March/April 2026 Issue

Women’s Imaging: Collective Effort
By Rebekah Moan
Radiology Today
Vol. 27 No. 2 P. 6

Lessons Learned From Compiling a 1M DBT Dataset

Little by little, things that once seemed unimaginable can become feasible—including preparing a dataset of more than one million digital breast tomosynthesis (DBT) studies with paired histology outcomes for an AI developer. “You have to start somewhere,” says Luke Bideaux, president and CEO of Vega Imaging Informatics. “Take those first steps, and it keeps getting better with each step along the way.”

Vega has a data program that allows it to acquire information from various sites in three regions of the United States. The exact number of sites and specific locations is confidential, but by joining the program, Vega can interact with the site’s protected health information as a business associate and create a deidentified dataset.

Participating health care facilities join the program and deploy the data processing server on their premises. Vega has to integrate with the facilities’ PACS so it can extract copies of the studies. Through the use of specialized tools and processes, Vega completes the end-to-end data processing on behalf of the imaging facilities. This allows these facilities to leverage Vega’s data specialists to lead the data projects, while sharing in the revenue that’s generated from them.

When Vega received a request from an AI developer to compile a large multimodal, deidentified DBT dataset, Vega contracted with sites within its data program to create it. The company performed a large-scale extraction across the sites, including DICOM images and associated clinical data from various information systems. The final dataset included deidentified images, demographic data elements, BI-RADS information, radiology reports, and other important attributes about the imaging exams. Crucially, biopsy outcome information for more than 22,000 patients was included, containing over 7,000 cancer cases.

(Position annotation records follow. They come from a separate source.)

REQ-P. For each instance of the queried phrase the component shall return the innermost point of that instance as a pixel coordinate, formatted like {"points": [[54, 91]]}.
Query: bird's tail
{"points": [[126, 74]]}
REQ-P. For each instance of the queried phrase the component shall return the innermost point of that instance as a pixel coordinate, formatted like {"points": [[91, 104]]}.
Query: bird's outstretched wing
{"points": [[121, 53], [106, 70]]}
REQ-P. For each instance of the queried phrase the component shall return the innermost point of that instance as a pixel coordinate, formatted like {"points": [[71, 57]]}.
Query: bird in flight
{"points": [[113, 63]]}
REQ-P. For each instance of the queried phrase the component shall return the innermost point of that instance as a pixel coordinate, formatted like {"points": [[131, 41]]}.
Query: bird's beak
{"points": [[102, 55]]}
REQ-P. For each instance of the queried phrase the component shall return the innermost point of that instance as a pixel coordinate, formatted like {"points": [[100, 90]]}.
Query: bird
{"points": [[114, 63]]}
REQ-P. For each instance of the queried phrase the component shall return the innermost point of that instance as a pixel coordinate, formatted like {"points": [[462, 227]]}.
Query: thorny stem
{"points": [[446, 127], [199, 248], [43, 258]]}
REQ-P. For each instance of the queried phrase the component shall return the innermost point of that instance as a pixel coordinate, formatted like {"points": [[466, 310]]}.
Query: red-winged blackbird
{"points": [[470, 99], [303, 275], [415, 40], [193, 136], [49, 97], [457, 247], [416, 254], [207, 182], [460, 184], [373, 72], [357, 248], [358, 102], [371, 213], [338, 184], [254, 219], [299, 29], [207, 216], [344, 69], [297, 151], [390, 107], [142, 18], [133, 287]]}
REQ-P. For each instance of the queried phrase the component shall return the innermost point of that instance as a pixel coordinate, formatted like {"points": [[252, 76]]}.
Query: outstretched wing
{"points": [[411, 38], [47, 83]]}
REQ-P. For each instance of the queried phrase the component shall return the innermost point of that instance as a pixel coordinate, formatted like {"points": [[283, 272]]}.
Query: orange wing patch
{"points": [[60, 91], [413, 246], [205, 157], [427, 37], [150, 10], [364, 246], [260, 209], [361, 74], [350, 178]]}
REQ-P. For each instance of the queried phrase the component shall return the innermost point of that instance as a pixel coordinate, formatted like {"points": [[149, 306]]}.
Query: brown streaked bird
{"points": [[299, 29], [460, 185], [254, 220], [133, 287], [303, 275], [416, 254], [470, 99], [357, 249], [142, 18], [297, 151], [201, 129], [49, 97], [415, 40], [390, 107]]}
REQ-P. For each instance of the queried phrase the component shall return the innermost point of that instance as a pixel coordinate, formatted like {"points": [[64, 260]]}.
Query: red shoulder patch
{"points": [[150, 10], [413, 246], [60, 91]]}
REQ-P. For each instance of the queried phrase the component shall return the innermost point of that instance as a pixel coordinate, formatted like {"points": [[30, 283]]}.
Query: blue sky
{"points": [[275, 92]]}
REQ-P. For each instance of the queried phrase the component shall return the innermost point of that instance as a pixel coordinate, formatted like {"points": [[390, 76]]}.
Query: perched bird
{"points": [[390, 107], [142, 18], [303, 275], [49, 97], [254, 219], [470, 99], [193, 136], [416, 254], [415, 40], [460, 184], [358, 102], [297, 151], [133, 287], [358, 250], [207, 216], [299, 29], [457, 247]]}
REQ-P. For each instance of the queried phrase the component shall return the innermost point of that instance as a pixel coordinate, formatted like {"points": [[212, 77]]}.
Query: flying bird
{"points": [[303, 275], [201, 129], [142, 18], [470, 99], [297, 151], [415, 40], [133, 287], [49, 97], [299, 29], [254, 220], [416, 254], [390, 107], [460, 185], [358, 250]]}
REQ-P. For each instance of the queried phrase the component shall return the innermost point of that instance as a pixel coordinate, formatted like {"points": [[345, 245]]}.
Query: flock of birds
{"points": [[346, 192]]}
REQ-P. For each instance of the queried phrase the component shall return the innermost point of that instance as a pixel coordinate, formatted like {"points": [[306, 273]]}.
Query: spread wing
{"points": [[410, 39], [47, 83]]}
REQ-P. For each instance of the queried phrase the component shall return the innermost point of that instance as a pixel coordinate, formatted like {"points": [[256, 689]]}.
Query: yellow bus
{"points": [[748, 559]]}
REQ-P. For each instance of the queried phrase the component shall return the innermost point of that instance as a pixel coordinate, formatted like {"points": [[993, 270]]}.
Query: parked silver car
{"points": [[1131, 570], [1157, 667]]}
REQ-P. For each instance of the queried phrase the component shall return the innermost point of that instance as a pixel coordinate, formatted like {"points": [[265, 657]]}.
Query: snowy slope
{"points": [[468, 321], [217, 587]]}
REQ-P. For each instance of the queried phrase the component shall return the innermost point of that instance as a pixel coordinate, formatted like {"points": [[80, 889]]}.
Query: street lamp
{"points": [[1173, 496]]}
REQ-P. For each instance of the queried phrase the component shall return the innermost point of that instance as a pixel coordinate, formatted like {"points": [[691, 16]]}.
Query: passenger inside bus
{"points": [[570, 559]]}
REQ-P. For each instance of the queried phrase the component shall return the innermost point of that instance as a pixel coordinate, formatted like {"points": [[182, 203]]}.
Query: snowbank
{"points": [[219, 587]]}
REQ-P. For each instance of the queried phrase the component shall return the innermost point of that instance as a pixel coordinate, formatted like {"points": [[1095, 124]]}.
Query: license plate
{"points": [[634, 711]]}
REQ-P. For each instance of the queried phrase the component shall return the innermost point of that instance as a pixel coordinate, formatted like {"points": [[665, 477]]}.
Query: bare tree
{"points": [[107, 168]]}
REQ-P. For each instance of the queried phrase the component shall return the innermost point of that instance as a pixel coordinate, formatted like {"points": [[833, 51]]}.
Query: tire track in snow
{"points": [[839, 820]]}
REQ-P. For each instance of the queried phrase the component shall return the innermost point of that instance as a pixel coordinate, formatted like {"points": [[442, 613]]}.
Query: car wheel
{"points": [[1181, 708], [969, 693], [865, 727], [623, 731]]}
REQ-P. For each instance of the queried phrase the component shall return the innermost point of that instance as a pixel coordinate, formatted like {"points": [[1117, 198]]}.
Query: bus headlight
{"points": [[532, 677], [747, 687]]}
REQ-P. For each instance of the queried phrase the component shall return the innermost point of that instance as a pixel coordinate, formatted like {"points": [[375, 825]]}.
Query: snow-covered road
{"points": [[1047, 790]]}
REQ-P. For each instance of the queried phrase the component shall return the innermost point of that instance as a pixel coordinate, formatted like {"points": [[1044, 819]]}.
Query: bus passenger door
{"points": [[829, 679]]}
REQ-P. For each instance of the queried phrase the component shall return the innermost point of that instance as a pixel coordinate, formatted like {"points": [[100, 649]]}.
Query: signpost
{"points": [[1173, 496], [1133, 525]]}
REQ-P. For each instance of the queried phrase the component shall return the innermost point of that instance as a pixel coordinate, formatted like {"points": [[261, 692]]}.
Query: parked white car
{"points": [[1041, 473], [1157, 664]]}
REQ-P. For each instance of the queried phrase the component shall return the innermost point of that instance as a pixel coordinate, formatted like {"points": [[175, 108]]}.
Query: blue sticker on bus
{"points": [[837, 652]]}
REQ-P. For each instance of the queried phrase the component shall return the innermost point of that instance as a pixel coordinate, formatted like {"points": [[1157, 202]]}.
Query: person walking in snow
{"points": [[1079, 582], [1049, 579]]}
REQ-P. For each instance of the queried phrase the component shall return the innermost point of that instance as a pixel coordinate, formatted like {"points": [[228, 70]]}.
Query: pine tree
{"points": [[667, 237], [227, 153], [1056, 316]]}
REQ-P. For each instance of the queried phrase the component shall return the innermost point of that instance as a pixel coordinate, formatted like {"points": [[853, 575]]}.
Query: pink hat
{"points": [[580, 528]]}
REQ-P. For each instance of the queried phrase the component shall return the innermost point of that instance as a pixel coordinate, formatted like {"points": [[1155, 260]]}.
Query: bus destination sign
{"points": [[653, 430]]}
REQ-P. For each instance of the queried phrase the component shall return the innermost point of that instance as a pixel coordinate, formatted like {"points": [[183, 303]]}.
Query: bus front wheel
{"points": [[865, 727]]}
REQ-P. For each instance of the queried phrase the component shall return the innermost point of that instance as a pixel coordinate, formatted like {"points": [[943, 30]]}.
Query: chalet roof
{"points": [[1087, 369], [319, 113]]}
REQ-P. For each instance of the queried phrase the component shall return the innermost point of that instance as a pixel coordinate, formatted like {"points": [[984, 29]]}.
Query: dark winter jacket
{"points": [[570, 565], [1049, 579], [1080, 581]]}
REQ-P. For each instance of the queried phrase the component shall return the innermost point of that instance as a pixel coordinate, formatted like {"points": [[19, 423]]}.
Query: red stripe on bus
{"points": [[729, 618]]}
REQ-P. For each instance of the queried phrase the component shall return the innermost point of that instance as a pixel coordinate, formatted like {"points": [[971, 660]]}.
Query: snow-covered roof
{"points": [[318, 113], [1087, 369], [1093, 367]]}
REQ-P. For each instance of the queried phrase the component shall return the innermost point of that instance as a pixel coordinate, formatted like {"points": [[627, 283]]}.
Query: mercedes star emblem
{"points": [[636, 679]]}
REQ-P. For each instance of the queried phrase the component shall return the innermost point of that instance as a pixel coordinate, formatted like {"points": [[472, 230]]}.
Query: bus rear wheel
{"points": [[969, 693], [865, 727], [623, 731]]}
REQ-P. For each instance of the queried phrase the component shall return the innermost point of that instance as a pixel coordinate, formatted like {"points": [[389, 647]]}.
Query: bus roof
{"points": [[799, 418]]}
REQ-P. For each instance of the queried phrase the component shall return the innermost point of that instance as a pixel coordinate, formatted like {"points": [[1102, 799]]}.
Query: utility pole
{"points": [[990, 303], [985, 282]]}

“We’ve done more complicated data projects than this because they were about rare diseases or hard-to-find patient populations,” Bideaux says. “But this dataset is significant because of its size, as it is intended to represent a large distribution of demographics, breast densities, BIRADS scores, cancer types, and more, all based on real-world occurrences.”

The inclusion of such a wide swath of the patient population into new AI models means the AI solutions will work more effectively because broader patient populations are represented in the data being used for training and testing. “So many times, we see AI developers working with limited sources. That results in AI solutions working in a lab, but when they try to deploy those solutions in the real world, they fail,” he says. “With this contribution, I believe huge strides will be made in the effectiveness of the AI solutions being developed in the area of breast imaging.”

Big Data
The downside to such a broad representation of patients is that it requires immense amounts of data to be processed, validated, and distributed. Vega acknowledged that these challenges need to be addressed on a case-by-case basis with each participating facility. Every site Vega works with has a PACS that performs differently so a tailored approach to data processing was crucial. There are numerous techniques to maximize data migration performance, such as leveraging multithreading, move delays, and lossless compression so the source systems aren’t overwhelmed and maintain a consistent data transfer pace.

“We had to find the perfect harmony of configurations to keep the extractions humming, without noticeably impacting the operational performance of the PACS,” Bideaux says. “It takes a lot of fine tuning, and we did continue to optimize our configurations as the project went on.”

After extracting the data, Vega deidentified the protected health information at the metadata and pixel levels of every DBT image. It also managed nonimage objects, such as scanned documents, text-based reports, DICOM SR objects, presentation state objects, and more to ensure that the final version of each study was fully deidentified.

“There was an extensive amount of testing and validation completed upfront, and then once the data processing was finished, there was a full validation procedure that was done according to our process to validate that the deidentification was successful,” Bideaux says.

From there, Vega moved into the distribution phase, where it leveraged one of the major cloud service vendors and some of the transfer appliance solutions that the cloud provider offers to import the data at a large scale into secure cloud buckets. The overall file size of the dataset—nearly 1 petabyte—is what made the project particularly challenging for Vega. It had to use offline transfer appliances because uploading that much data over facilities’ WAN circuits would have thrown day-today operations at those sites into disarray.

Once the data was in the cloud, the AI developer was able to access the deidentified data and complete their acceptance review. The entire process—including contracting to conclusion—took about a year, according to Bideaux. Bideaux’s advice to others working in the imaging data field is, “Don’t be afraid to try something that has a chance of failure. That’s the only way you’re going to be able to achieve something of great significance.”

These sorts of AI projects are not possible without the cooperation of health care facilities. “I think the message is pretty clear from the health care providers that they need AI that actually works in the real world, and the only way that’s going to happen is if we get more health care providers contributing data for the advancement of medical imaging AI,” he says. “Health care organizations can’t have it both ways where they keep their data siloed off but, at the same time, reap the benefits from what other organizations have contributed. If everyone took that stance, we’d never get anywhere.”

— Rebekah Moan is a freelance journalist and ghostwriter based in Oakland, California. Her specialties are health care and profiles.